As businesses race to adopt generative AI and bring new services to market, demands on data center infrastructure are at an all-time high. Training large language models is one challenge, but delivering real-time services that leverage LLMs is another.
In the latest round of MLPerf industry benchmarks, Inference v4.1, the NVIDIA platform was the top performer in all data center tests. The first submission for the upcoming NVIDIA Blackwell platform revealed that using the second-generation Transformer Engine and FP4 Tensor Cores, it delivered up to 4x performance over NVIDIA H100 Tensor Core GPUs on MLPerf's largest LLM workload, Llama 2 70B.

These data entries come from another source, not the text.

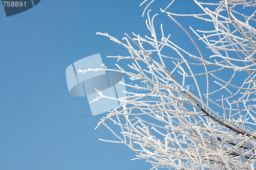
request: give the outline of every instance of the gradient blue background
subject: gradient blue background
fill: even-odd
[[[116,60],[106,56],[128,55],[127,50],[96,33],[119,39],[124,33],[148,34],[146,17],[141,17],[145,5],[139,6],[142,1],[41,0],[8,17],[0,5],[0,169],[150,169],[144,160],[131,161],[135,153],[124,144],[98,140],[116,138],[103,126],[94,130],[100,117],[90,116],[86,98],[69,94],[65,76],[70,64],[97,53],[115,68]],[[172,9],[200,10],[191,2],[179,1],[179,7]],[[159,2],[150,8],[152,14],[168,3]],[[196,52],[166,19],[164,28],[171,38]],[[188,27],[192,20],[181,22]],[[160,23],[156,20],[156,26]]]

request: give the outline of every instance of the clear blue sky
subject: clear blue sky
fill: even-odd
[[[153,13],[168,3],[160,1]],[[70,95],[65,76],[70,64],[85,57],[100,53],[114,68],[115,60],[106,56],[128,55],[96,33],[119,39],[124,33],[148,34],[141,2],[41,0],[8,17],[0,5],[0,169],[150,169],[144,160],[131,161],[135,153],[125,145],[98,140],[115,137],[103,126],[94,130],[100,117],[77,116],[91,114],[89,104]],[[184,13],[191,7],[174,10]],[[172,38],[184,44],[178,27],[167,26]]]

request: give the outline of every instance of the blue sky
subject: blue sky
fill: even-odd
[[[153,13],[168,3],[160,2]],[[94,130],[100,117],[77,116],[91,114],[89,104],[70,95],[65,76],[69,65],[97,53],[115,68],[116,60],[106,56],[127,51],[96,33],[119,39],[124,33],[148,34],[141,3],[41,0],[8,17],[0,5],[0,169],[150,169],[144,160],[131,161],[135,153],[125,145],[98,140],[115,138],[104,127]],[[179,3],[174,11],[199,10],[187,1]],[[192,22],[181,21],[187,27]],[[178,44],[188,41],[177,26],[166,24]]]

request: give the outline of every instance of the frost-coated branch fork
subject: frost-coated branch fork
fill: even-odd
[[[128,50],[129,56],[108,57],[126,60],[129,67],[116,64],[116,69],[104,65],[80,72],[104,70],[125,74],[134,83],[124,85],[136,91],[127,90],[126,96],[113,98],[120,106],[96,128],[106,126],[118,141],[101,140],[126,144],[136,153],[134,159],[145,159],[152,164],[151,169],[255,169],[256,2],[194,1],[201,13],[173,13],[169,10],[176,5],[172,1],[151,17],[149,9],[158,1],[145,0],[141,6],[145,5],[142,16],[147,11],[147,35],[125,34],[119,40],[97,33]],[[163,15],[180,27],[198,54],[176,44],[170,34],[165,33],[168,29],[164,25],[154,26],[154,19]],[[194,26],[182,26],[181,17],[211,26],[195,31]],[[202,50],[205,47],[198,45],[200,41],[208,51]],[[195,85],[196,90],[185,88],[185,84]],[[110,98],[98,93],[99,98],[92,102]],[[120,134],[113,126],[120,127]]]

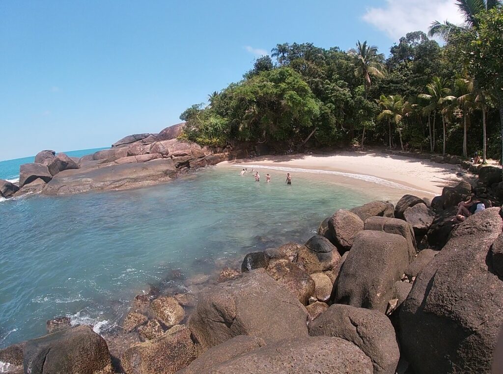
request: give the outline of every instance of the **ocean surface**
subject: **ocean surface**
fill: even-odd
[[[282,170],[269,171],[270,183],[265,170],[259,183],[239,171],[0,202],[0,348],[44,334],[57,316],[106,333],[136,294],[184,292],[188,279],[214,276],[246,253],[305,242],[338,209],[389,197],[383,186],[357,188],[351,178],[297,173],[288,186]]]

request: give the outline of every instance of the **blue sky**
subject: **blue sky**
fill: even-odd
[[[387,53],[454,0],[0,2],[0,160],[157,133],[278,43]]]

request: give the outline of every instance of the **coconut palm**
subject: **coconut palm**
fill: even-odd
[[[389,131],[389,148],[391,148],[391,122],[393,122],[398,129],[400,135],[400,143],[402,150],[403,150],[403,144],[402,142],[402,134],[401,129],[398,127],[402,120],[402,112],[403,109],[403,98],[400,95],[390,95],[386,96],[381,94],[379,100],[377,100],[377,104],[383,108],[383,111],[377,116],[379,120],[388,120],[388,129]]]
[[[348,52],[353,57],[355,75],[364,79],[366,99],[372,84],[371,76],[384,76],[384,55],[377,53],[377,47],[376,46],[367,45],[366,40],[363,44],[359,40],[356,44],[356,48],[351,48]]]

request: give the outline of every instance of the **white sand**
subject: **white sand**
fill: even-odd
[[[292,155],[266,156],[252,159],[225,161],[219,165],[230,164],[243,167],[260,166],[287,167],[308,170],[348,173],[357,177],[367,175],[397,183],[432,195],[440,195],[446,185],[461,180],[469,180],[468,175],[460,177],[456,173],[465,171],[458,165],[438,164],[378,152],[341,152],[329,155]],[[291,171],[295,174],[294,170]],[[300,170],[298,171],[300,171]],[[348,176],[348,175],[346,175]],[[370,178],[371,181],[372,178]]]

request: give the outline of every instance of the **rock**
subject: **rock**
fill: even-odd
[[[311,274],[314,281],[316,298],[324,302],[328,301],[332,292],[332,281],[328,276],[323,273],[315,273]]]
[[[372,363],[355,344],[316,336],[268,344],[214,366],[215,374],[370,374]]]
[[[239,275],[239,272],[234,270],[233,269],[224,268],[220,272],[220,276],[219,276],[218,279],[217,279],[217,282],[218,283],[225,282],[229,279],[232,279],[233,278]]]
[[[183,130],[183,127],[185,124],[185,122],[182,122],[181,123],[177,123],[176,124],[167,127],[161,130],[157,134],[157,138],[158,138],[159,140],[171,140],[171,139],[175,139],[182,134],[182,131]]]
[[[93,190],[124,190],[170,180],[176,173],[175,165],[169,158],[91,170],[65,170],[57,174],[47,184],[44,194],[56,195]]]
[[[164,334],[162,327],[155,320],[149,320],[146,324],[139,326],[138,331],[143,340],[151,340]]]
[[[313,279],[288,259],[271,260],[266,270],[303,305],[307,305],[309,297],[315,294],[315,284]]]
[[[451,232],[458,224],[453,220],[458,211],[456,207],[451,207],[435,216],[428,230],[428,243],[434,249],[441,250],[451,237]]]
[[[358,216],[345,209],[337,211],[328,220],[329,234],[342,254],[351,249],[355,235],[363,227],[363,221]]]
[[[237,335],[266,342],[306,336],[304,306],[264,269],[243,273],[201,295],[189,327],[203,349]]]
[[[407,247],[400,235],[370,230],[360,232],[334,284],[333,301],[384,313],[393,285],[408,265]]]
[[[402,353],[417,374],[490,371],[503,282],[488,252],[502,228],[499,208],[469,217],[416,278],[399,322]]]
[[[68,317],[58,317],[49,320],[45,323],[47,334],[52,334],[60,330],[71,327],[71,323]]]
[[[297,264],[311,274],[332,269],[340,260],[337,248],[326,238],[315,235],[299,250]]]
[[[423,269],[439,253],[438,251],[434,251],[429,248],[423,250],[417,254],[415,258],[405,269],[405,275],[409,280],[417,277],[421,270]]]
[[[312,321],[321,313],[328,308],[328,304],[321,301],[315,301],[306,306],[306,309],[309,315],[309,320]]]
[[[383,201],[373,201],[367,203],[361,207],[356,207],[350,210],[365,221],[369,217],[379,216],[381,217],[394,216],[394,208],[393,204]]]
[[[423,203],[407,208],[403,213],[405,221],[412,226],[416,235],[425,235],[433,223],[435,214]]]
[[[147,323],[148,319],[142,314],[135,311],[129,312],[124,322],[122,323],[122,328],[127,333],[131,332]]]
[[[0,179],[0,197],[10,198],[19,191],[19,188],[8,180]]]
[[[105,340],[81,326],[29,340],[23,351],[25,372],[30,374],[111,374]]]
[[[158,338],[129,348],[122,355],[122,366],[126,374],[172,374],[196,357],[190,330],[177,325]]]
[[[185,318],[185,311],[174,297],[161,296],[150,303],[154,316],[166,326],[178,325]]]
[[[351,342],[372,360],[374,374],[394,374],[400,352],[395,330],[382,313],[335,304],[310,323],[309,335]]]
[[[501,181],[501,168],[496,166],[482,166],[478,170],[478,180],[490,187]]]
[[[35,156],[35,161],[33,162],[36,164],[41,164],[44,160],[53,159],[55,157],[55,155],[56,152],[51,149],[41,151]]]
[[[243,353],[265,345],[264,340],[246,335],[238,335],[221,344],[212,347],[177,374],[210,372],[214,366]]]
[[[417,196],[411,195],[404,195],[398,200],[398,202],[396,203],[396,206],[395,207],[395,217],[403,219],[403,213],[405,212],[405,209],[411,208],[418,204],[426,205],[424,200],[420,199]]]
[[[384,231],[388,234],[401,235],[407,241],[407,251],[409,261],[415,257],[416,247],[414,231],[410,225],[398,218],[386,217],[371,217],[365,221],[365,230]]]
[[[52,178],[49,169],[42,164],[23,164],[19,168],[19,186],[31,183],[40,178],[47,183]]]

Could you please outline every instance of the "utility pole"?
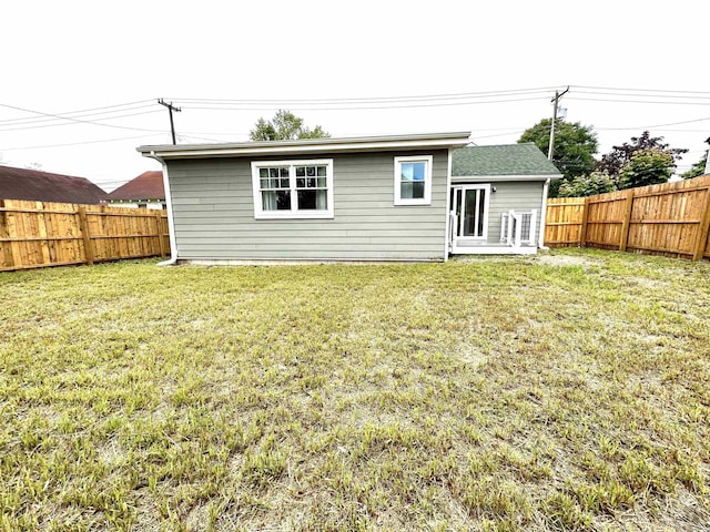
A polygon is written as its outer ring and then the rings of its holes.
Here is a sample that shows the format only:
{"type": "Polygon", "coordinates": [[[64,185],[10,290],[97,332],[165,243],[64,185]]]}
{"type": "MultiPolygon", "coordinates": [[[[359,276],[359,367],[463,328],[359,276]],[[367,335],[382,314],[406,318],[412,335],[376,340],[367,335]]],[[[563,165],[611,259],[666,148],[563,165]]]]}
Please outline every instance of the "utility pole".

NVIDIA H200 Tensor Core GPUs achieved outstanding results across all benchmarks in the Data Center category, including the latest addition to the benchmark, Mixtral 8x7B Mixture of Experts (MoE) LLM, with a total of 46.7 billion parameters, with 12.9 billion parameters active per token.

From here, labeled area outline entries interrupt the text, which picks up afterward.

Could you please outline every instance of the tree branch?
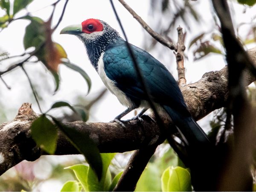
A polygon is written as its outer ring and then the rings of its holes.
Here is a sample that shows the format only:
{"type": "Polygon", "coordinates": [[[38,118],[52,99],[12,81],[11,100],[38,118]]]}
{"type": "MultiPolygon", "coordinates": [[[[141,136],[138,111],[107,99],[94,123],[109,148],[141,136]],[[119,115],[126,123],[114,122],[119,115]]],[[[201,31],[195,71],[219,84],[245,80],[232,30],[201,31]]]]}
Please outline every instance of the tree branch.
{"type": "MultiPolygon", "coordinates": [[[[247,52],[256,63],[256,47],[247,52]]],[[[225,106],[228,96],[227,76],[225,67],[218,71],[207,73],[198,81],[181,88],[189,109],[196,120],[225,106]]],[[[245,76],[246,85],[256,80],[249,72],[245,76]]],[[[33,113],[23,114],[20,111],[13,121],[0,125],[0,175],[24,160],[34,160],[41,154],[47,154],[36,146],[30,135],[29,126],[37,116],[33,113]]],[[[145,120],[142,124],[139,121],[132,121],[126,124],[125,128],[116,123],[76,121],[66,123],[79,131],[89,133],[101,152],[123,152],[152,146],[165,139],[166,135],[156,124],[145,120]]],[[[163,120],[167,126],[171,125],[171,122],[163,120]]],[[[78,154],[59,133],[55,154],[78,154]]]]}
{"type": "Polygon", "coordinates": [[[163,45],[166,46],[170,49],[176,50],[177,47],[172,42],[168,41],[163,38],[160,34],[154,32],[151,28],[145,22],[142,18],[140,17],[134,12],[132,9],[123,0],[118,0],[124,7],[135,18],[136,20],[141,25],[142,27],[150,35],[154,38],[163,45]]]}

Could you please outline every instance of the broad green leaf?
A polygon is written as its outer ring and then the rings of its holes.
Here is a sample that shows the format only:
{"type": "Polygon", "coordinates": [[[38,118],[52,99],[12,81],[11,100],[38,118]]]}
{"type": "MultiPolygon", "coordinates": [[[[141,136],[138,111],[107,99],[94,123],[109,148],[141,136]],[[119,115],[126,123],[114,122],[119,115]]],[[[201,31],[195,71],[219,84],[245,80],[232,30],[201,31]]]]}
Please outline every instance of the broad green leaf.
{"type": "Polygon", "coordinates": [[[54,45],[59,54],[60,57],[61,58],[67,58],[67,55],[63,47],[58,43],[54,43],[54,45]]]}
{"type": "Polygon", "coordinates": [[[104,185],[103,187],[104,191],[108,191],[108,189],[111,185],[111,173],[109,170],[109,169],[108,169],[107,173],[106,174],[106,178],[104,182],[104,185]]]}
{"type": "Polygon", "coordinates": [[[33,0],[14,0],[13,4],[13,15],[25,8],[33,1],[33,0]]]}
{"type": "Polygon", "coordinates": [[[246,45],[247,44],[252,44],[253,43],[255,43],[255,39],[254,39],[254,38],[252,38],[251,39],[246,39],[244,41],[244,43],[246,45]]]}
{"type": "Polygon", "coordinates": [[[121,177],[122,174],[123,172],[123,171],[122,171],[115,176],[113,179],[113,180],[112,181],[109,188],[108,189],[108,191],[113,191],[114,188],[116,185],[116,184],[117,184],[117,183],[118,182],[118,181],[119,180],[119,179],[120,179],[120,177],[121,177]]]}
{"type": "Polygon", "coordinates": [[[102,158],[97,146],[89,136],[89,133],[79,131],[71,127],[64,125],[55,118],[52,118],[73,145],[81,154],[84,156],[90,166],[90,169],[92,169],[96,172],[97,176],[96,178],[101,178],[102,171],[102,158]]]}
{"type": "Polygon", "coordinates": [[[243,5],[253,6],[256,3],[256,0],[237,0],[238,3],[243,5]]]}
{"type": "Polygon", "coordinates": [[[223,39],[222,38],[222,37],[216,33],[213,33],[212,35],[212,39],[214,41],[218,41],[223,47],[225,47],[224,45],[224,42],[223,42],[223,39]]]}
{"type": "Polygon", "coordinates": [[[42,115],[33,122],[30,128],[31,136],[37,145],[49,154],[53,154],[57,138],[56,126],[42,115]]]}
{"type": "Polygon", "coordinates": [[[10,16],[10,1],[9,0],[0,0],[0,7],[6,12],[6,14],[10,16]]]}
{"type": "Polygon", "coordinates": [[[88,171],[87,183],[89,191],[104,191],[107,190],[110,186],[108,166],[116,154],[103,153],[101,154],[102,160],[102,172],[101,179],[99,181],[95,173],[90,167],[88,171]]]}
{"type": "Polygon", "coordinates": [[[87,93],[89,93],[91,88],[92,83],[87,73],[78,66],[72,64],[69,62],[62,60],[62,63],[68,67],[79,72],[83,76],[88,84],[87,93]]]}
{"type": "Polygon", "coordinates": [[[79,183],[76,180],[69,180],[65,183],[61,190],[61,192],[69,191],[80,191],[79,183]]]}
{"type": "Polygon", "coordinates": [[[209,44],[209,42],[204,42],[193,52],[194,61],[202,58],[210,53],[222,54],[222,52],[218,48],[209,44]]]}
{"type": "Polygon", "coordinates": [[[80,182],[84,191],[89,191],[87,186],[87,175],[88,174],[88,166],[81,164],[75,165],[66,167],[64,169],[70,169],[73,170],[76,177],[80,182]]]}
{"type": "Polygon", "coordinates": [[[177,155],[172,148],[169,148],[163,156],[157,158],[155,163],[159,170],[160,176],[167,167],[170,166],[177,166],[177,155]]]}
{"type": "MultiPolygon", "coordinates": [[[[44,22],[41,19],[36,17],[29,17],[27,18],[31,22],[26,28],[23,39],[24,47],[26,49],[32,47],[36,48],[44,43],[46,40],[44,26],[44,22]]],[[[38,54],[37,54],[38,58],[38,54]]],[[[38,59],[40,59],[40,58],[38,59]]]]}
{"type": "Polygon", "coordinates": [[[160,173],[154,163],[149,163],[136,186],[135,191],[160,191],[160,173]]]}
{"type": "Polygon", "coordinates": [[[55,90],[54,90],[54,94],[56,93],[56,92],[58,89],[60,87],[60,77],[58,74],[55,71],[50,71],[53,77],[53,79],[54,79],[54,81],[55,82],[55,90]]]}
{"type": "Polygon", "coordinates": [[[182,167],[169,167],[161,180],[163,191],[192,191],[190,174],[182,167]]]}
{"type": "Polygon", "coordinates": [[[70,109],[73,111],[74,111],[75,113],[77,113],[75,108],[71,105],[70,105],[69,103],[64,101],[59,101],[55,102],[53,104],[53,105],[52,105],[50,110],[54,109],[55,108],[61,108],[61,107],[67,107],[69,108],[70,109]]]}
{"type": "Polygon", "coordinates": [[[161,177],[161,186],[162,191],[168,191],[168,181],[170,178],[170,169],[171,167],[168,167],[164,170],[162,177],[161,177]]]}
{"type": "Polygon", "coordinates": [[[4,28],[7,26],[8,21],[9,20],[9,16],[7,15],[0,17],[0,28],[4,28]]]}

MoE models are gaining popularity as a way to bring more versatility to LLM deployments, as they can answer a wider variety of questions and perform a wider variety of tasks in a single deployment. They are also more efficient, as they only activate a smaller number of experts per inference, meaning they deliver results much faster than dense models of a similar size.
The continued growth of LLMs demands more computing power to handle inference requests. To meet the real-time latency requirements to serve today's LLMs, and to serve as many users as possible, multi-GPU computing is a must. Based on the NVIDIA Hopper architecture, NVIDIA NVLink and NVSwitch provide high-bandwidth communication between GPUs, delivering significant benefits for real-time, cost-effective large-model inference. The Blackwell platform further extends the capabilities of NVLink Switch with a larger NVLink domain with 72 GPUs.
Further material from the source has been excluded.